I raised my left leg and squinted at him further. “…Status effect?”
“Your health is trending downwards, and even to my eye, you seem hazy and dreamlike, as if you struggle to grasp the reality of the world around you. You are freezing to death, woman. In your heads-up display, you should see--in the top right corner--an icon denoting the current effects upon your person. There will be a number assigned to it.”
I thought about the orange text again. There was a little icon next to the Quest, but I’d thought it was part of the quests. It was a little snowflake.
I prodded it. Mentally, I mean. Like my thoughts were a mouse cursor.
A little text box popped up. It said FREEZING - Lose 1 HP Point Every Three Minutes. At the bottom corner of the snowflake, I saw a 3.
“Says three,” I said.
“So you lose a health point every minute. Truly, it is a testament to your complete incompetence that you have been here for, at most, half an hour, and you are utterly lost and half buried in a snow-made crypt.” White-hair tightened the straps, then extended a gloved hand above my chest.
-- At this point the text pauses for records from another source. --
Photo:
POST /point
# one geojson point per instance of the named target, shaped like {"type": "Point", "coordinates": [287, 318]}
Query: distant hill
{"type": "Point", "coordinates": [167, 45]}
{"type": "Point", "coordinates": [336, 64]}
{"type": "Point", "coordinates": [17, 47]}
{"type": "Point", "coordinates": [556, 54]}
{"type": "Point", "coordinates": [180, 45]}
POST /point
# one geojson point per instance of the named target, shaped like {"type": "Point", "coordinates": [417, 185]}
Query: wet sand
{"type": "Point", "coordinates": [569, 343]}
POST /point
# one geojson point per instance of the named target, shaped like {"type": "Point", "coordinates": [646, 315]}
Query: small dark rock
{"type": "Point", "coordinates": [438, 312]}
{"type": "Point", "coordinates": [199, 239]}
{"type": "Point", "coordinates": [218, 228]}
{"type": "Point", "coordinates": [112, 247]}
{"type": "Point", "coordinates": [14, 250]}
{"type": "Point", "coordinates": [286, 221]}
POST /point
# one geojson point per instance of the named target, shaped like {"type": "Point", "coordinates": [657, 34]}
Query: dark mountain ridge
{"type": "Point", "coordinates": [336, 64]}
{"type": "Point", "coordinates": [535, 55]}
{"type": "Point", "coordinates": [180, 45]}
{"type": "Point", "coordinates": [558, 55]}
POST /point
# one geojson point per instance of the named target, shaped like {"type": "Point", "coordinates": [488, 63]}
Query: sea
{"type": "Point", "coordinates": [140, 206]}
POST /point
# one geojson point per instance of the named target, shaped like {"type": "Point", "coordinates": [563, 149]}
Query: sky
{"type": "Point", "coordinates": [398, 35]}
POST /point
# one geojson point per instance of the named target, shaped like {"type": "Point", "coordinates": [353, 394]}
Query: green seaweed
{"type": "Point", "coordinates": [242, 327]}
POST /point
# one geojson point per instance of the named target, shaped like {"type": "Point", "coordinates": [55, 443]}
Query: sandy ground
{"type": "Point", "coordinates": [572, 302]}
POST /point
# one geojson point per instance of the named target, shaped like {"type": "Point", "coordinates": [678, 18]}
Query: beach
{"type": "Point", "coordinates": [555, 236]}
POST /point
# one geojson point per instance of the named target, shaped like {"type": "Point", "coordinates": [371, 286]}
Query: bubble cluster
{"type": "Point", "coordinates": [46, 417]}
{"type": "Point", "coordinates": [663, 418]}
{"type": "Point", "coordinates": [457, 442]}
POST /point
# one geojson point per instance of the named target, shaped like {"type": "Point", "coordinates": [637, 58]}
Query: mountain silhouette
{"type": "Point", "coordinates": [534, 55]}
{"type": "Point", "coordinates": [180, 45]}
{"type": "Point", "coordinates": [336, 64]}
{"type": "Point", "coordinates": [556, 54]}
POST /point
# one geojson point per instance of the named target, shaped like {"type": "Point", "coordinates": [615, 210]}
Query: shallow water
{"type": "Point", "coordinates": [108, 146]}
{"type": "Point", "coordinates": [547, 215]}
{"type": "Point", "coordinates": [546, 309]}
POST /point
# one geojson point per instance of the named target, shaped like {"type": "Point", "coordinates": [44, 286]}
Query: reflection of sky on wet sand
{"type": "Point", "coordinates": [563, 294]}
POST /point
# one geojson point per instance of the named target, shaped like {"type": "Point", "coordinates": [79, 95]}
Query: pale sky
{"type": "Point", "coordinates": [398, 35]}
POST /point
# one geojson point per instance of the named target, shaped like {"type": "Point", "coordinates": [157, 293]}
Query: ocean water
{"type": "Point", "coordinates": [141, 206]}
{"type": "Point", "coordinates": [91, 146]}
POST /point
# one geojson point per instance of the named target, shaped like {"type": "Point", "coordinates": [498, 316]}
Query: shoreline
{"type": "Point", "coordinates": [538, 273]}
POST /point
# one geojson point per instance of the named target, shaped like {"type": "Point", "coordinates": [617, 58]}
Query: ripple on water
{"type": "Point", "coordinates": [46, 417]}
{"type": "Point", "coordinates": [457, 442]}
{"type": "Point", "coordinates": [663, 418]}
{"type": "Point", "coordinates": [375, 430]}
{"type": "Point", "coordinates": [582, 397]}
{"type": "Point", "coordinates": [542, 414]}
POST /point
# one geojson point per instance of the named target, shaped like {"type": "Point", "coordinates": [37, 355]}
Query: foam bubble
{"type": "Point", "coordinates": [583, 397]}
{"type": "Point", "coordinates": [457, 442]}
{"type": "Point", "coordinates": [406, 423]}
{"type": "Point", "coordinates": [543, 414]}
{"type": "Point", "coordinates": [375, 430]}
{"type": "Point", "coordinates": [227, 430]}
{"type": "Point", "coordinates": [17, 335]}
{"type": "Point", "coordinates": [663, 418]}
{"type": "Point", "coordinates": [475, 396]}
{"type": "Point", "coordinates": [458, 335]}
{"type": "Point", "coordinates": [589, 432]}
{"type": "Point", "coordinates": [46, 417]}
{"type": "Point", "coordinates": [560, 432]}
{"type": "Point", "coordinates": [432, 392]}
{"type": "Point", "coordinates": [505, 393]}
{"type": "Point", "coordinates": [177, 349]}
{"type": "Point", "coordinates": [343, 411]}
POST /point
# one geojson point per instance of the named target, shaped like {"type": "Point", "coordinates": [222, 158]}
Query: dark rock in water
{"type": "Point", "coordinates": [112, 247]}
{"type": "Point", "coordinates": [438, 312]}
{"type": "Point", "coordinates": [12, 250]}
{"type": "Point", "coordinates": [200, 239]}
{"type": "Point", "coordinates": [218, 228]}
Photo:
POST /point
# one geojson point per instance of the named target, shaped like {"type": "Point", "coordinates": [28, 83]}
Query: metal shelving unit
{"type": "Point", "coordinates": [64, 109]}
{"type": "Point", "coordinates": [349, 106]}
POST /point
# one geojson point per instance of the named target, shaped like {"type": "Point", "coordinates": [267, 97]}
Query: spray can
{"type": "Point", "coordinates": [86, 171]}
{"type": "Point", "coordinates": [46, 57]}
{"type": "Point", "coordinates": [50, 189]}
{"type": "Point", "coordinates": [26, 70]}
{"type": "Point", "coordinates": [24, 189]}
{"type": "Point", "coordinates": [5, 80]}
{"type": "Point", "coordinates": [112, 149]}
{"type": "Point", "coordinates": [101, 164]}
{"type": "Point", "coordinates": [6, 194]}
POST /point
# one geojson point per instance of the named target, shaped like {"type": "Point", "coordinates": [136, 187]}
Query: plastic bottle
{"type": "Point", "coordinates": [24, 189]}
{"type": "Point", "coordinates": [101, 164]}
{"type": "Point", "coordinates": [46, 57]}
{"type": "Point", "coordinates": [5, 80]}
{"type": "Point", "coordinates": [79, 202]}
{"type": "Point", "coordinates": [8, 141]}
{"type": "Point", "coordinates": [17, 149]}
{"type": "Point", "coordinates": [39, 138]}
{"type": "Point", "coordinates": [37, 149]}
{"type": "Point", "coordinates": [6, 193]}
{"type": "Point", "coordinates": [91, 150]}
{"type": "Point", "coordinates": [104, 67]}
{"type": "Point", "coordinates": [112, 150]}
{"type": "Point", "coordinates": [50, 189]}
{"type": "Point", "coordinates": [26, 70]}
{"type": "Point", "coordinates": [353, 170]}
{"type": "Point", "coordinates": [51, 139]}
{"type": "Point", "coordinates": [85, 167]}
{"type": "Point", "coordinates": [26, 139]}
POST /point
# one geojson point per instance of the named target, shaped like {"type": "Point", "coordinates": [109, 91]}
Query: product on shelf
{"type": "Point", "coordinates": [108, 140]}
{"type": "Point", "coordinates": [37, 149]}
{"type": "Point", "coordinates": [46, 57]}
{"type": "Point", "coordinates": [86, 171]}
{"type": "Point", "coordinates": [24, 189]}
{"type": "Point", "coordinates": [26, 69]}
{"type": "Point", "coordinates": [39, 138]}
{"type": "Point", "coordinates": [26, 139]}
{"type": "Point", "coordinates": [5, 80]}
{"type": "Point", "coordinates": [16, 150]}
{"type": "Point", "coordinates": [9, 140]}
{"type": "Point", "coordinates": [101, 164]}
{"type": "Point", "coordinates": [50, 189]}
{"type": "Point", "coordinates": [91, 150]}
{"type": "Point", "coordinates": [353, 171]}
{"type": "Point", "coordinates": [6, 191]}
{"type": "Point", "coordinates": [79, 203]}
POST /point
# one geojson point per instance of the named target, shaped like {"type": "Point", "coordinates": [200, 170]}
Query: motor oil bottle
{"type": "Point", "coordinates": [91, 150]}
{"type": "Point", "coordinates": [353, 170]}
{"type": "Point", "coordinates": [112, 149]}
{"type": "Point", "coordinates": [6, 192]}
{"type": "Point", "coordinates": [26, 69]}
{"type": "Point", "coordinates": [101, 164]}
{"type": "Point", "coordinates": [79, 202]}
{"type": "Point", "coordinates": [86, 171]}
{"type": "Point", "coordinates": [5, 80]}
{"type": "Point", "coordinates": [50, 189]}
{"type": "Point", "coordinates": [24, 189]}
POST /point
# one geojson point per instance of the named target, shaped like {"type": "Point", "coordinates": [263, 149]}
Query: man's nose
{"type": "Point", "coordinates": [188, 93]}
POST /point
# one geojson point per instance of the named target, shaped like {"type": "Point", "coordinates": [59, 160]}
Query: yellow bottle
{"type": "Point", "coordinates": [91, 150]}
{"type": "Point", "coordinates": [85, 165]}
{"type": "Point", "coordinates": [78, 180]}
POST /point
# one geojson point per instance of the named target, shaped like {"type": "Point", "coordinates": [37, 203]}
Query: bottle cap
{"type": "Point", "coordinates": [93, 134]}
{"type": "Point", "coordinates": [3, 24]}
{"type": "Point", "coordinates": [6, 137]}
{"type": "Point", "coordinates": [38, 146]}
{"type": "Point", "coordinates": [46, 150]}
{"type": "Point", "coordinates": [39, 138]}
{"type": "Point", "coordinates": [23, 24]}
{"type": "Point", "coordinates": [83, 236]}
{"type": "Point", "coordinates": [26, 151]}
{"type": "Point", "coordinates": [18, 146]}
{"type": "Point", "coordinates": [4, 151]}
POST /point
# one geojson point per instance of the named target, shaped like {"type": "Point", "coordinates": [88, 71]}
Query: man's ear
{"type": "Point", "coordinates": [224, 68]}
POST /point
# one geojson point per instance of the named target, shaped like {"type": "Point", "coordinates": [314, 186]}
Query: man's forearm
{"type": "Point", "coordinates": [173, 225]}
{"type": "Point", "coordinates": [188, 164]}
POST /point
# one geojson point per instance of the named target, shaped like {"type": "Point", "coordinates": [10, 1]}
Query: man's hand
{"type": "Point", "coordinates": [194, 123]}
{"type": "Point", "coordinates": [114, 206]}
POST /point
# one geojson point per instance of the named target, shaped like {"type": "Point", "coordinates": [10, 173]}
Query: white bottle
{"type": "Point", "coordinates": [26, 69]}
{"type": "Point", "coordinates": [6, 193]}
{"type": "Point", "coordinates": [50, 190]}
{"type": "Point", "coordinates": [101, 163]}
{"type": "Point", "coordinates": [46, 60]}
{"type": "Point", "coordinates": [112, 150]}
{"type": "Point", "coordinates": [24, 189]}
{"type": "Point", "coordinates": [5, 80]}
The snow swirled around his hand, going from random patterns to a small, oddly-precise tornado. The air around his hand glowed purple, blue, and black, yet somehow pixelated, flecked with white. Rotating purple circles above my chest appeared, with tiny writing I didn't get to read, because the circles vanished.
Before I could react, I glowed purplish-blue-white. I went see-through. My vision turned to static, the world sliding away from me in different directions.
I’d played a video game a few times with my youngest brother. My laptop was ancient, and it couldn’t run the new Windows 10 OS that had released last fall. Anyway, the game had struggled to run on the hardware, and had instead glitched out completely. All the textures flickered from their normal colors to this blue-purple-white abomination, before abruptly crashing.
That’s what it felt like. Like I was the one glitching, and that the world was struggling to run me. The static rippled. I could see hard outlines, I could see deep into the earth, I could see a depthless sky. I was falling, I was standing still, I walked a thousand miles in a single step, I sat upside down in the air. I was living, and I was dead, and that panic that I’d managed to delay came rushing back in, my heart hammering inside my chest and in my hands and floating next to my ears, half fleshy organ and half static--
And then it all snapped back. The world was normal colors, green trees, white snow, dark blue sky flecked with silver. I was on my back in the snow, and the scream I was sure I was howling wasn’t happening at all. White-hair looked at me, a thin-lipped, smug smile stretched across his face. “Do inform me what your heads-up display has deigned to tell you.”
I sat up, pushed him away from me with one hand, twisted my torso so my palms braced against the earth, opened my mouth, and vomited.